Buying to Let may be attractive in 2009
May 11, 2009
Buy to Let was one of the drivers of the housing market during the period of massive house price growth between 2000 and 2007. Investors bought into the sector in search of income and capital growth. Over the longer term house prices tend to grow more quickly than cash savings.
Since late 2007 new entries into the buy to let market have reduced proportionately with the rest of the housing sector. The number of house purchases has reduced by more than 50% over the last 12 months.
For an adventurous and definitely long-term investor, buying to let could be more attractive in 2009. I am sure that the buy to let market would be more buoyant if mortgage availability was as it was in 2007. At that time you required only a 10% deposit, no proof of income, no experience and the rent simply had to cover the mortgage payment (interest-only).
Lenders have tightened their belts and are somewhat scared of continued house price falls. To that end they are restricting the availability of mortgages. The criteria in 2009 to be eligible for buy to let mortgages is; 25% deposit, minimum £30,000 per annum personal income, rental coverage at least 130% of the mortgage payment (interest only) and a preference for an experienced landlord. The lenders are also charging typically 2% of the loan amount as arrangement fees.
There are fewer individuals who can meet the enhanced criteria and to that end there are significant barriers to entry to the buy to let market compared to 2007. The barriers also make it more difficult to justify the purchase but if you can see a profit even after paying high interest rates, high arrangement fees and you can meet the criteria then the purchase is likely to be a good investment over the longer term.

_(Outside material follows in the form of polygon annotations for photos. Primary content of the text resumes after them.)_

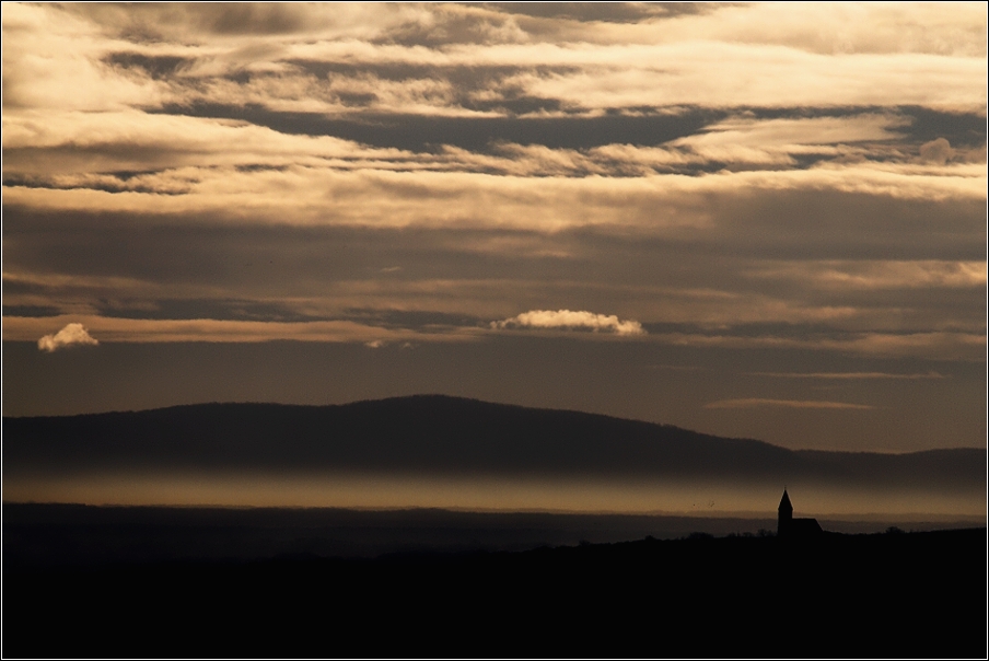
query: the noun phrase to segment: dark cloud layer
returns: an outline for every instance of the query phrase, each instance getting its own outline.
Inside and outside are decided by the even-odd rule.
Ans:
[[[5,4],[4,413],[981,445],[981,9]],[[69,324],[98,346],[40,355]],[[944,378],[754,375],[839,371]]]

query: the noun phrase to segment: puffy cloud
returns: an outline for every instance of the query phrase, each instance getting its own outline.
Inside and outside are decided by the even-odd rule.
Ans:
[[[920,146],[920,158],[924,161],[932,161],[943,165],[951,161],[954,155],[955,150],[952,149],[951,142],[945,138],[938,138]]]
[[[38,349],[42,351],[57,351],[77,345],[96,346],[96,341],[82,324],[68,324],[54,335],[46,335],[38,340]]]
[[[531,310],[520,315],[491,322],[492,328],[589,328],[595,333],[617,333],[618,335],[645,335],[642,324],[620,321],[614,314],[572,312],[570,310]]]

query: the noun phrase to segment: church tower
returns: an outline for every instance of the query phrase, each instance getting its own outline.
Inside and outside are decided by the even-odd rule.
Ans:
[[[789,532],[790,524],[793,522],[793,506],[790,505],[790,496],[787,489],[783,489],[783,498],[780,500],[779,520],[776,525],[777,536],[783,536]]]

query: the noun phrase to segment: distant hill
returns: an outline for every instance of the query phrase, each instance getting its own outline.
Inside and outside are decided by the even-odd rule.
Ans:
[[[792,451],[751,439],[440,395],[339,406],[201,404],[3,418],[4,476],[102,469],[374,471],[452,475],[808,479],[985,489],[984,449]]]

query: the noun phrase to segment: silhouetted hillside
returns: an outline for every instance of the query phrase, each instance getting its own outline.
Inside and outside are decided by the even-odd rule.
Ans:
[[[5,657],[985,658],[986,530],[4,569]]]
[[[984,489],[986,451],[791,451],[650,422],[412,396],[340,406],[203,404],[4,418],[3,472],[377,471],[641,476]]]

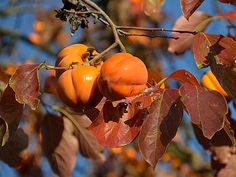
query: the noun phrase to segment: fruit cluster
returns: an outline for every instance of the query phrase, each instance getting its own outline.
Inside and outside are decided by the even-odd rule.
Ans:
[[[55,63],[57,91],[71,107],[95,106],[102,96],[119,100],[139,94],[146,88],[148,72],[139,58],[129,53],[116,53],[104,63],[92,64],[98,53],[83,44],[62,49]]]

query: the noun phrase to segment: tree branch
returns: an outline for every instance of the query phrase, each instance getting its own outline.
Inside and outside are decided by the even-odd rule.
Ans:
[[[83,1],[85,4],[87,4],[91,8],[93,8],[96,11],[101,13],[101,15],[109,23],[109,25],[112,29],[112,32],[113,32],[113,35],[114,35],[114,38],[115,38],[115,42],[118,43],[118,45],[120,46],[120,49],[121,49],[122,52],[126,52],[125,46],[123,45],[123,43],[121,42],[121,40],[119,38],[119,34],[117,32],[116,25],[113,23],[113,21],[110,19],[110,17],[99,6],[97,6],[97,4],[95,4],[94,2],[92,2],[90,0],[81,0],[81,1]]]
[[[49,48],[49,46],[46,46],[46,45],[43,45],[43,44],[35,44],[35,43],[31,42],[27,36],[25,36],[25,35],[23,35],[19,32],[16,32],[16,31],[14,31],[10,28],[1,27],[0,28],[0,35],[5,35],[5,36],[13,37],[13,38],[18,38],[18,39],[20,39],[20,40],[22,40],[22,41],[24,41],[28,44],[31,44],[31,45],[39,48],[40,50],[42,50],[42,51],[44,51],[44,52],[46,52],[50,55],[53,55],[53,56],[56,55],[56,52],[53,51],[51,48]]]

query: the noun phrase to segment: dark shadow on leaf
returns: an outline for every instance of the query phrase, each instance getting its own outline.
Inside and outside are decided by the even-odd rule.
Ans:
[[[64,130],[64,123],[61,117],[56,115],[47,114],[43,120],[42,133],[43,133],[43,150],[48,156],[51,155],[58,147],[62,133]]]
[[[162,135],[160,140],[163,146],[167,146],[170,141],[175,137],[177,129],[182,121],[183,106],[178,98],[170,107],[168,114],[163,118],[160,124],[160,131]]]

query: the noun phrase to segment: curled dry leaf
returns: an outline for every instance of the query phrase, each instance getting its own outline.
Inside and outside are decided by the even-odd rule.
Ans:
[[[199,33],[193,54],[199,68],[209,66],[224,90],[236,98],[236,41],[222,35]]]
[[[178,90],[165,89],[156,93],[139,135],[139,148],[154,168],[175,137],[183,116]]]
[[[180,69],[180,70],[174,71],[168,77],[168,80],[169,79],[175,79],[175,80],[180,81],[182,83],[190,83],[193,85],[199,85],[196,77],[191,72],[189,72],[185,69]]]
[[[211,139],[224,126],[228,113],[225,98],[216,91],[189,83],[182,85],[179,92],[191,121],[200,126],[206,138]]]
[[[18,66],[9,81],[16,94],[16,100],[27,104],[35,110],[39,104],[39,64],[23,64]]]
[[[28,136],[23,129],[17,129],[10,137],[9,141],[0,148],[0,159],[12,167],[17,167],[21,163],[21,152],[28,146]]]
[[[202,2],[203,0],[181,0],[180,3],[183,16],[188,20]]]
[[[176,20],[173,30],[203,31],[210,23],[210,20],[206,21],[209,17],[209,14],[200,11],[196,11],[189,20],[181,16]],[[205,21],[205,23],[202,23],[203,21]],[[179,39],[169,40],[168,51],[176,54],[183,53],[190,48],[194,38],[194,35],[189,33],[172,33],[172,36],[178,37]]]
[[[222,168],[218,173],[217,177],[235,177],[236,176],[236,155],[232,154],[229,159],[228,163],[224,168]]]
[[[236,41],[227,36],[199,33],[194,36],[193,54],[199,68],[210,63],[231,67],[236,60]]]
[[[224,129],[216,132],[211,139],[207,139],[202,130],[195,124],[193,125],[194,134],[198,140],[198,142],[203,146],[205,150],[210,150],[212,147],[220,147],[220,146],[232,146],[232,141],[228,137],[228,134]]]
[[[106,147],[127,145],[138,135],[151,102],[152,98],[144,95],[127,101],[107,101],[89,130]]]

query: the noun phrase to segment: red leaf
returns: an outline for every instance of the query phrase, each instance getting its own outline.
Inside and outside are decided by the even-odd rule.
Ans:
[[[127,145],[138,135],[151,101],[150,96],[139,96],[127,103],[120,101],[117,106],[106,102],[89,129],[104,146]],[[124,110],[122,105],[127,105],[127,109]]]
[[[230,67],[236,60],[236,41],[222,35],[199,33],[193,41],[193,54],[199,68],[211,62]]]
[[[229,12],[220,13],[217,16],[223,17],[226,20],[236,20],[236,10],[231,10]]]
[[[181,0],[180,2],[184,17],[189,19],[194,11],[202,4],[203,0]]]
[[[196,11],[190,18],[189,21],[183,16],[178,18],[174,24],[173,30],[185,30],[185,31],[203,31],[206,29],[210,20],[206,23],[201,23],[208,19],[210,16],[207,13]],[[200,25],[201,24],[201,25]],[[200,26],[199,26],[200,25]],[[193,42],[193,34],[188,33],[172,33],[173,37],[178,37],[179,39],[170,39],[168,51],[173,53],[183,53],[185,50],[190,48]]]
[[[182,83],[190,83],[193,85],[199,85],[195,76],[185,69],[176,70],[168,77],[168,79],[175,79]]]
[[[236,101],[236,65],[225,68],[212,62],[211,70],[228,95]]]
[[[193,124],[193,130],[198,142],[204,147],[205,150],[210,150],[213,146],[232,145],[232,142],[224,129],[216,132],[210,140],[203,135],[202,130],[197,125]]]
[[[178,90],[166,89],[150,107],[139,135],[139,148],[145,160],[155,167],[174,138],[183,116]]]
[[[223,3],[230,3],[230,4],[236,4],[235,0],[218,0],[220,2],[223,2]]]
[[[192,122],[211,139],[224,126],[228,107],[225,98],[216,91],[185,83],[179,89],[182,102]]]
[[[9,81],[16,94],[16,100],[21,104],[28,104],[33,110],[39,104],[38,68],[38,64],[20,65]]]

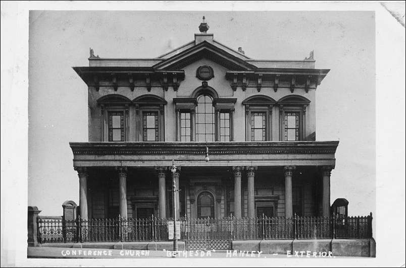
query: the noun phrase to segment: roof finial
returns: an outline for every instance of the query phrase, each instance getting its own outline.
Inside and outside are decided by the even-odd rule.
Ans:
[[[207,32],[207,30],[209,30],[210,28],[209,25],[207,25],[207,23],[205,21],[206,18],[205,16],[203,16],[203,21],[200,24],[199,26],[199,31],[200,31],[200,33],[206,33]]]
[[[314,57],[315,57],[315,51],[314,50],[312,50],[310,51],[310,54],[309,55],[309,57],[306,57],[304,58],[304,60],[314,60]]]

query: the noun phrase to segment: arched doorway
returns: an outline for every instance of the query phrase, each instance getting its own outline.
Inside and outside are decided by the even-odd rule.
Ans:
[[[197,196],[197,218],[214,218],[214,197],[208,191]]]

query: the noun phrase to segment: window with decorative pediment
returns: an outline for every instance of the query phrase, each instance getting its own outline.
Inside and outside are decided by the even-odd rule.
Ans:
[[[288,95],[278,101],[280,140],[303,141],[306,137],[306,108],[310,101],[299,95]]]
[[[197,88],[189,98],[173,99],[176,112],[176,141],[234,141],[235,98],[219,98],[210,87]]]
[[[131,101],[119,94],[109,94],[100,97],[97,102],[102,111],[101,141],[128,141]]]
[[[135,106],[135,137],[137,141],[164,142],[166,101],[151,94],[137,97],[132,101]]]
[[[205,191],[197,196],[197,218],[207,217],[214,218],[214,197]]]
[[[272,140],[272,110],[276,102],[267,96],[254,95],[242,102],[245,107],[245,140]]]
[[[197,97],[196,109],[196,141],[214,142],[216,126],[213,99],[208,95]]]

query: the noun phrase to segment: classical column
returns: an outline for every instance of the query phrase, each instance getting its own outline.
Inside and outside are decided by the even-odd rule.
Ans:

There is some good news for potential landlords. House prices have fallen by close to 20% since their high point in late 2007 and buyers are definitely in the box seat. The savvy investor with a keen eye could snap up a bargain property. Many properties have been repossessed and there are inevitably going to be those who need to sell irrespective of the losses they may incur.
If you are considering entering the buy to let market and would like to further discuss your options you should consult an Independent Financial Adviser (IFA). The adviser will explain the pros and cons of the investment and be able to find the most appropriate lender.